Me: OK, if I have an HD recording that stutters now, but after I reboot looks fine, it cannot be the cablecard, correct?
Support: <thinking, thinking> Yeah, that sounds right.
Me: OK, rebooting and we'll take a look.
<10 minutes later>
Me: I now have that same recording playing smoothly.
Support: Hmmm... must not be cable card. Would you like us to swap out your unit for a $50 service fee?
Me: No, I'd like you to acknowledge and fix your problems!

Anyway, it didn't sound like the tech had heard of this before, but after consulting someone off the phone, he said a new software drop is coming in the next few days and "hopefully that should fix it." I don't think they do a good job of tracking this stuff, and it sounded like they have no idea what "fixes" might be in a software drop (which should be basic software configuration management and communication.) Regardless, I now have a ticket number, and if new software doesn't help, they've offered to swap my hardware.

Question for others that had this problem: have you swapped hardware, and has it helped? Getting new hardware scares me, since there's myriad other glitches and problems seemingly out there that could be next to bite my ass. Rebooting every 2 weeks might be the lesser of evils for this formerly great piece of technology that I cannot now in good conscience recommend to neighbors (which saddens me so...)


----------



## brianlees (Apr 16, 2007)

This is good news. I have had the same problems but I haven't had time to call.


----------



## b_scott (Nov 27, 2006)

i'm starting to get stutter. i've only had it for 2-3 weeks now, bought the woot special.

i have the external MyDVR. seems like it happens on only certain HD channels but it's hard to pinpoint. sometimes i'll pause and then play it and it'll be fine.

also, i'll get audio out of sync sometimes on HD and then pausing/playing will resolve it.

any ideas?


----------



## tils0011 (Apr 1, 2008)

I am having the same stutter issue. My Tivo HD is only two weeks old and it has ver 9.2a. I'm only using local OTA channels in the Austin, TX area. It sounds like my Tivo is having the exact same symptoms as people that are using cable, so you can assure tech support that you are not having an issue with your cable-cards. 

Symptoms include:
-Images seem to jump vertically (This is especially evident when looking at the horizontal edge of a ticker bar)
-Scrolling text seems to jerk rather than scroll smoothly
-No audio problems
-Any attempt to watch a live sporting event makes you feel sick and embarrassed that you were just bragging to your brother-in-law about how great your new Tivo HD is.
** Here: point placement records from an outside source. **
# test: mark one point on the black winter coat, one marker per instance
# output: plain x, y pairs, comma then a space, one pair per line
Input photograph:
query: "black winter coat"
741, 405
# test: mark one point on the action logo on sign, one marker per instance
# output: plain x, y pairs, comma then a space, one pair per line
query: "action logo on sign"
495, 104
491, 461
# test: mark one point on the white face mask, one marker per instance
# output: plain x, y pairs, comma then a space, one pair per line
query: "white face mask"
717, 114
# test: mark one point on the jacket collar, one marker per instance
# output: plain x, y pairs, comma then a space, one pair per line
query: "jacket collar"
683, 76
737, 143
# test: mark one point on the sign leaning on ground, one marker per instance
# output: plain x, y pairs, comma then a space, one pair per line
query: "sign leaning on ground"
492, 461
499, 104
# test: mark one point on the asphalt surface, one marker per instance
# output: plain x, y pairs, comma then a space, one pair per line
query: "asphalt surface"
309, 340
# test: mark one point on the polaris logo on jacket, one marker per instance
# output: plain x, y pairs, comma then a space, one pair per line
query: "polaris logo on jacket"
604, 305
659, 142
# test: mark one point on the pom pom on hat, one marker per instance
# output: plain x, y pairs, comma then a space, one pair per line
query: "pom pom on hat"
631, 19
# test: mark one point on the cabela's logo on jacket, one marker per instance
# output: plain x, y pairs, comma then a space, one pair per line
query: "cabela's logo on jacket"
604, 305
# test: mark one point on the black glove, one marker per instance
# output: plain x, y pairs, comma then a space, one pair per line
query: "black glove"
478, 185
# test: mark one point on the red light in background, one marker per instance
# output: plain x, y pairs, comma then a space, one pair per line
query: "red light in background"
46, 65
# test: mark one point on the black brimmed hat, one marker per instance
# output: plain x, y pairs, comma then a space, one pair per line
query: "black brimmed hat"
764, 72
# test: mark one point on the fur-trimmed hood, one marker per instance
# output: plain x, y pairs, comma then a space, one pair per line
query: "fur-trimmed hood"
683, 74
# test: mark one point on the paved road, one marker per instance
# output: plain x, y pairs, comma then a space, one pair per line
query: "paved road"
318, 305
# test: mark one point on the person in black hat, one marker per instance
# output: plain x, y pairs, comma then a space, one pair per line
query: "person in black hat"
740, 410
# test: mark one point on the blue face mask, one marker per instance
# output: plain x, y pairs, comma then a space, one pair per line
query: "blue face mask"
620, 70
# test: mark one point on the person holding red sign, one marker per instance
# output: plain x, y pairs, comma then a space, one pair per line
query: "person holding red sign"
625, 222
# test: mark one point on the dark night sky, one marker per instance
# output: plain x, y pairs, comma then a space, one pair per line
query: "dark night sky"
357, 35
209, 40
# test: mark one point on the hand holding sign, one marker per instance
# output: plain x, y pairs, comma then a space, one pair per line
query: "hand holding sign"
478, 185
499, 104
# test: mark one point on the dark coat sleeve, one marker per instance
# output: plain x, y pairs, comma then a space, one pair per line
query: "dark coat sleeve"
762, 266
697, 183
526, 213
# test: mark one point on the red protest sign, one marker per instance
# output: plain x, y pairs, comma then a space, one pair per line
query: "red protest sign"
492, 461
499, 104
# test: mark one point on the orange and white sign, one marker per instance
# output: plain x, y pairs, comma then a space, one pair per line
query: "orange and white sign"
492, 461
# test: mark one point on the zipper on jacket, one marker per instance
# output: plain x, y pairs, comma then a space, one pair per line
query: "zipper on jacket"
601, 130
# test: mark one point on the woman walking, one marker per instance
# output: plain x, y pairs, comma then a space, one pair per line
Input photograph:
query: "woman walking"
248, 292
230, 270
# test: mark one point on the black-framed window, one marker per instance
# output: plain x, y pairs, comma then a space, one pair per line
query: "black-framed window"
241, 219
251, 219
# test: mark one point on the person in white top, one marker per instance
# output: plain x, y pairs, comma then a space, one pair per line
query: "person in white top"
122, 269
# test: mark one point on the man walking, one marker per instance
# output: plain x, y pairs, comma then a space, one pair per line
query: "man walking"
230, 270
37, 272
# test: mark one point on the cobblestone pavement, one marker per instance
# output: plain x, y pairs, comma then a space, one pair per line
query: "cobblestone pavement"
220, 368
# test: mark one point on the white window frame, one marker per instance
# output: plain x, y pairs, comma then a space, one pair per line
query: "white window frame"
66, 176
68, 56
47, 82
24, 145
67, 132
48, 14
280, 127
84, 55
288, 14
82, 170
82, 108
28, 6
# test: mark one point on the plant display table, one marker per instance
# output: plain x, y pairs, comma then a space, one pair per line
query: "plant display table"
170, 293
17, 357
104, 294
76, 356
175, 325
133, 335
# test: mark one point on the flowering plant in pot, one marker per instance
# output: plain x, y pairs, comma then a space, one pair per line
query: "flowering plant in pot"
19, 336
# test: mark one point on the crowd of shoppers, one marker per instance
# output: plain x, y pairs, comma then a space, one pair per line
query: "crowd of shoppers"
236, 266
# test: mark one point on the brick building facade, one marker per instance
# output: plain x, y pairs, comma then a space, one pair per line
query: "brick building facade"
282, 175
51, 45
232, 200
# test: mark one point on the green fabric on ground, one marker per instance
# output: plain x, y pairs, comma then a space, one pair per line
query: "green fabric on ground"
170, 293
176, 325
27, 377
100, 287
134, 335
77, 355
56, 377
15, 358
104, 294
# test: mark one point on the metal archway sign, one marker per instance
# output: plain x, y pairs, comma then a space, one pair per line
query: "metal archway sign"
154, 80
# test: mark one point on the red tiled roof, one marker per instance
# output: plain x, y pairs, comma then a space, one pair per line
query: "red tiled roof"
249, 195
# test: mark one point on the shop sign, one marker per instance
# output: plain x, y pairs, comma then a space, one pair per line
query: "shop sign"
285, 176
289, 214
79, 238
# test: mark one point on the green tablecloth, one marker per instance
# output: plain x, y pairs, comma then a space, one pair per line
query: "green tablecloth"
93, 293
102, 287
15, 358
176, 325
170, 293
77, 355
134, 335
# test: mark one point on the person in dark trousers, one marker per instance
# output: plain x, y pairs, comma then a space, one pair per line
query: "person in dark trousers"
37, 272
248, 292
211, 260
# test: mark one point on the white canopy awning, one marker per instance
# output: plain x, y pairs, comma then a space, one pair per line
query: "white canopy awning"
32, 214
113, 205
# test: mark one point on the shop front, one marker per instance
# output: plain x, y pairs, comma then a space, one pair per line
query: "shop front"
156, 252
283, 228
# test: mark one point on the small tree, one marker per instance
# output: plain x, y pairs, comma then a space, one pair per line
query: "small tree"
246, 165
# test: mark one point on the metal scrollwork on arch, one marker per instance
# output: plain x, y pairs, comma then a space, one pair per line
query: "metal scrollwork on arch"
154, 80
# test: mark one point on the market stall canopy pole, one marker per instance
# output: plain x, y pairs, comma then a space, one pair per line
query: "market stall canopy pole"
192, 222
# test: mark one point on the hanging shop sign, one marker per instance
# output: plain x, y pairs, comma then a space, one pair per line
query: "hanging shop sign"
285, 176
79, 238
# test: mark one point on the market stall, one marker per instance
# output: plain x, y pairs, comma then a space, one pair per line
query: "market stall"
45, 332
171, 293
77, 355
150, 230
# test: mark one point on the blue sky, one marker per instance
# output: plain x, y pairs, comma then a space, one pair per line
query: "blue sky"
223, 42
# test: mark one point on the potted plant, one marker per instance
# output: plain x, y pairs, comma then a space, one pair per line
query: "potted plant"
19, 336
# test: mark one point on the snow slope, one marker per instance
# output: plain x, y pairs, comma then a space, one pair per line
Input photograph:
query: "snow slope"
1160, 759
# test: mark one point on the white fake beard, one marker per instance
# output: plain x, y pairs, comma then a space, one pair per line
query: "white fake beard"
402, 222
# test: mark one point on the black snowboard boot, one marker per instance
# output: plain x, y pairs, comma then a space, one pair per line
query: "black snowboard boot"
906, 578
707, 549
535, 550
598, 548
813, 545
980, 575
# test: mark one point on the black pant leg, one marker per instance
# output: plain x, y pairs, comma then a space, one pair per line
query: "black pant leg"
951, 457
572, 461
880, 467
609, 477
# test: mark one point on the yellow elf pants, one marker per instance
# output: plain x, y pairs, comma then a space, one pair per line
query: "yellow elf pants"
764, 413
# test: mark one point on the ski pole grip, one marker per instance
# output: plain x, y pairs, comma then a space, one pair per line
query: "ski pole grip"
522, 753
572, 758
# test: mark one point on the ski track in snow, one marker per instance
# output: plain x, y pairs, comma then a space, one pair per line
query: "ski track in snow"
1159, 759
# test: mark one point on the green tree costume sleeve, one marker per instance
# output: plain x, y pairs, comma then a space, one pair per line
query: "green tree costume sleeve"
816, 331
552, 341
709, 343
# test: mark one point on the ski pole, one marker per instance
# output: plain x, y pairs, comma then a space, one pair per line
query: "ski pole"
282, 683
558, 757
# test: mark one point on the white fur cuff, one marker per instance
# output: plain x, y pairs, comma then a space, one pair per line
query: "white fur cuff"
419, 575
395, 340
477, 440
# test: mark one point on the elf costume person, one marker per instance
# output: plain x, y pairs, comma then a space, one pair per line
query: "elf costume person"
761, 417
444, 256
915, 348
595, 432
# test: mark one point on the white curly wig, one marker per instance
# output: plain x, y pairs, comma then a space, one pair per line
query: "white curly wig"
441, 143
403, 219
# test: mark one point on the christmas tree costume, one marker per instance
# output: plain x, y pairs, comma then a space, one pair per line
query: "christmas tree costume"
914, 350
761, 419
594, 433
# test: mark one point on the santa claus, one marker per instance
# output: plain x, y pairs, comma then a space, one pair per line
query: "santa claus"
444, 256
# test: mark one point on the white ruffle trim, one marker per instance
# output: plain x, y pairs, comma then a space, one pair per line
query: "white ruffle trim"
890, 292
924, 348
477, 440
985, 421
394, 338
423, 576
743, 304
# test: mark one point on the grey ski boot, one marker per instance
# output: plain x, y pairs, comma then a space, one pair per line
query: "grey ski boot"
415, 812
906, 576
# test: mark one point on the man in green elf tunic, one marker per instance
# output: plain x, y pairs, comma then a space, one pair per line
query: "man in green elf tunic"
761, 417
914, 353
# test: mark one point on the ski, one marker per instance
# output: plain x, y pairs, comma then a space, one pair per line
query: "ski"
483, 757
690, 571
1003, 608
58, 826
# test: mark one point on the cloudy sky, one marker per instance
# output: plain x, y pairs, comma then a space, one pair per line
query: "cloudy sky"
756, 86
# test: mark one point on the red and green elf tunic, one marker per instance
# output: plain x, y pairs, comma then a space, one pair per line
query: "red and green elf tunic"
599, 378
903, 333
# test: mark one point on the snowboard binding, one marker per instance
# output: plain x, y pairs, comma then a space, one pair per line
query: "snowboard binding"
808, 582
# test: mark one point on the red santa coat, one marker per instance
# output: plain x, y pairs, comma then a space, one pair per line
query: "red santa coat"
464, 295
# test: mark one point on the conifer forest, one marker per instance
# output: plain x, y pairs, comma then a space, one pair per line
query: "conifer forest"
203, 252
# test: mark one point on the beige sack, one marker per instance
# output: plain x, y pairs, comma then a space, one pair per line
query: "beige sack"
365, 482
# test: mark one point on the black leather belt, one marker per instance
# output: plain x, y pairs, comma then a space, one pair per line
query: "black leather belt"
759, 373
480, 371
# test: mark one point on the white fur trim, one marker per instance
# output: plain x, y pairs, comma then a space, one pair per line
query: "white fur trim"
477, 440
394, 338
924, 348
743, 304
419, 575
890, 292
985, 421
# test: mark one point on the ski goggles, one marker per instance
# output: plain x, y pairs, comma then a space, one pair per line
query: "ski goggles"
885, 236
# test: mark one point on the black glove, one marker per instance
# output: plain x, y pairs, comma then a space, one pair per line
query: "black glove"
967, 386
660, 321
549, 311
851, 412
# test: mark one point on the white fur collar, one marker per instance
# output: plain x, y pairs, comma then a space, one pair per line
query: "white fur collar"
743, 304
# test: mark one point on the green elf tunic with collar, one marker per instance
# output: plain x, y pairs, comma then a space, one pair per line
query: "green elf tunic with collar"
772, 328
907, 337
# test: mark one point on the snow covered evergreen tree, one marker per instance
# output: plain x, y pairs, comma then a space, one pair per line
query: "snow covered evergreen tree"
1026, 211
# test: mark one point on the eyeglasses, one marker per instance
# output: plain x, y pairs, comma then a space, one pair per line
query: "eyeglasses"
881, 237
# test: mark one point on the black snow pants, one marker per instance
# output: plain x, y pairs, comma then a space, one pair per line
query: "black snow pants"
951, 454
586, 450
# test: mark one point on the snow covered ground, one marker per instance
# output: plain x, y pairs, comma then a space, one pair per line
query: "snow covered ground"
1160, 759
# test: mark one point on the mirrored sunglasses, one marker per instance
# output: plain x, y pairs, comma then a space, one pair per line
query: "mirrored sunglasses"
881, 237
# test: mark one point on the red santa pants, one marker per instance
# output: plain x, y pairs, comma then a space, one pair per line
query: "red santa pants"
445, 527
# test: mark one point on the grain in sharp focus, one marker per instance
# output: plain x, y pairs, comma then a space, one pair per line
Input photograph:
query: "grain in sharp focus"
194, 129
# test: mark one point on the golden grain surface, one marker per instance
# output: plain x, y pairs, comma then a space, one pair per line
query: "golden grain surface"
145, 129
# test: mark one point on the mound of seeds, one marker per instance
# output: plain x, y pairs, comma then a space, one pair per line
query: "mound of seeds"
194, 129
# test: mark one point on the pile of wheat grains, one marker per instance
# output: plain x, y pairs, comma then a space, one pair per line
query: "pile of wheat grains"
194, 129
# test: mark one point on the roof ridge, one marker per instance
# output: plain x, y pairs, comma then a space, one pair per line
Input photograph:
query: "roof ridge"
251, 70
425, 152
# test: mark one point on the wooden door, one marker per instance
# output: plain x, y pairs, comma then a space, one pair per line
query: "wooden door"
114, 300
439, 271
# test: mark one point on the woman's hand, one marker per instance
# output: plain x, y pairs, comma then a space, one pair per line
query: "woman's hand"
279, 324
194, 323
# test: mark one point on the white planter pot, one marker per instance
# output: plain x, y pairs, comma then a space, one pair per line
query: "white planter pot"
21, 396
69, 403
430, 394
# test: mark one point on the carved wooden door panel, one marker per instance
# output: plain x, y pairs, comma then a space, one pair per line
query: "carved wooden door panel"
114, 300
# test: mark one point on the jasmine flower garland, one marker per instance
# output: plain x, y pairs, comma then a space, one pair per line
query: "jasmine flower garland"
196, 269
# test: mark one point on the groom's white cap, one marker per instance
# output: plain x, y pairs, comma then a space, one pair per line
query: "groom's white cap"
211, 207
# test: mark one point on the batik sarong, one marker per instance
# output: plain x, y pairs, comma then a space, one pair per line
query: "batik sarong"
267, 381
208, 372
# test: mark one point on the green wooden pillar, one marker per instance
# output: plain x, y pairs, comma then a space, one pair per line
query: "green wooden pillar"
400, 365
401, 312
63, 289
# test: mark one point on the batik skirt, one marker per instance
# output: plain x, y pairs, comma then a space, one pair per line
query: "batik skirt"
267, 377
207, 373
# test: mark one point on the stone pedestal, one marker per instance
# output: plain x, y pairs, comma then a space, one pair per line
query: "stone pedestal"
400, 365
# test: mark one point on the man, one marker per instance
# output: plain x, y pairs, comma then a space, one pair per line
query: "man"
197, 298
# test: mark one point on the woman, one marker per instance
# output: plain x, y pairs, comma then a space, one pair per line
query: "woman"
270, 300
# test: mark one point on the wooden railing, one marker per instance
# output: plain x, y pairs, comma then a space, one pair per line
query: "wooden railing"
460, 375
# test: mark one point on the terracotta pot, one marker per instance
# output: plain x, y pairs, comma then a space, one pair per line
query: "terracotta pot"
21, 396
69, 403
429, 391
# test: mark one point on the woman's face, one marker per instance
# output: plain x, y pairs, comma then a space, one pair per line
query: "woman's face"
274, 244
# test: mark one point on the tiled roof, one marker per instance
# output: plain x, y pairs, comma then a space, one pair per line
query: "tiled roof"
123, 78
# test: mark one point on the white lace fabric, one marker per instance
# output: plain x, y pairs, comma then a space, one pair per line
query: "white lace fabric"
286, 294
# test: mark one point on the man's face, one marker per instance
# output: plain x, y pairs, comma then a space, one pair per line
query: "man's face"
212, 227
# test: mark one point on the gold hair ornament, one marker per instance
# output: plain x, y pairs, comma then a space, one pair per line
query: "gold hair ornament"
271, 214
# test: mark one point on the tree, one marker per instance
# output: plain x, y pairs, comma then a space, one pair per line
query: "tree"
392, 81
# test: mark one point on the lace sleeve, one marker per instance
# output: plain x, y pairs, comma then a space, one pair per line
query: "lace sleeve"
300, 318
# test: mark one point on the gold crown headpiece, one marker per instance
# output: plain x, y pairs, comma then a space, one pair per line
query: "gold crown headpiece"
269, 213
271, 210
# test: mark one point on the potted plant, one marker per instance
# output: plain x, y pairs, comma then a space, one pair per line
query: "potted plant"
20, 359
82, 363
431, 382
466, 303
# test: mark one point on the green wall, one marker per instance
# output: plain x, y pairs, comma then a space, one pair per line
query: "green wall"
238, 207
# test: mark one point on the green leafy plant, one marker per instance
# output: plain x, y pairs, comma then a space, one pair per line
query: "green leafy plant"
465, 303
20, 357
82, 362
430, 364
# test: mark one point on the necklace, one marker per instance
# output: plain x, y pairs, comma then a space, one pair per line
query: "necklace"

I will try rebooting since many people say that helps but I'm not too excited about that fix. Needing to reboot on a weekly schedule sounds familiar...perhaps the new Tivo boxes are using a Windows operating system?? 

I'll be calling tech support soon and I'll let everyone know if they recognize it as a known problem or if they tell me they've never heard of the issue. This is disappointing, I used a Tivo Series 2 box for years and absolutely loved the thing. The hard drive finally crapped out after many years of loyal service and I decided to buy a new box. I did not expect to have any problems and am sad to see how old this thread is. Hopefully Tivo fixes this problem soon, otherwise I may have to return it. I don't like any of the other DVR options, so I don't know what I'd do without a Tivo...maybe I'd have to start reading books for entertainment...


----------



## KJW (Sep 27, 2003)

You may have to actually unplug your unit to reboot. A soft reset does not work for me.


----------



## douglar (Apr 2, 2008)

Had the tivo HD for three months. I've had to reboot 4 times because of the "old film" stutter. It really looks like the Tivo is only doing about 15 FPS and flashing each frame twice. No tearing, interlacing, pixelization, or audio issues. Just low true frame rates and bad judder that is very noticable on sports, dancing, or scrollies. Soft reboot fixes it.


----------



## douglar (Apr 2, 2008)

OK, I see the posts now about the 9.2a software bug. Hope this goes away with the next release.


----------



## thczv (Dec 21, 2001)

douglar said:


> Had the tivo HD for three months. I've had to reboot 4 times because of the "old film" stutter. It really looks like the Tivo is only doing about 15 FPS and flashing each frame twice. No tearing, interlacing, pixelization, or audio issues. Just low true frame rates and bad judder that is very noticable on sports, dancing, or scrollies. Soft reboot fixes it.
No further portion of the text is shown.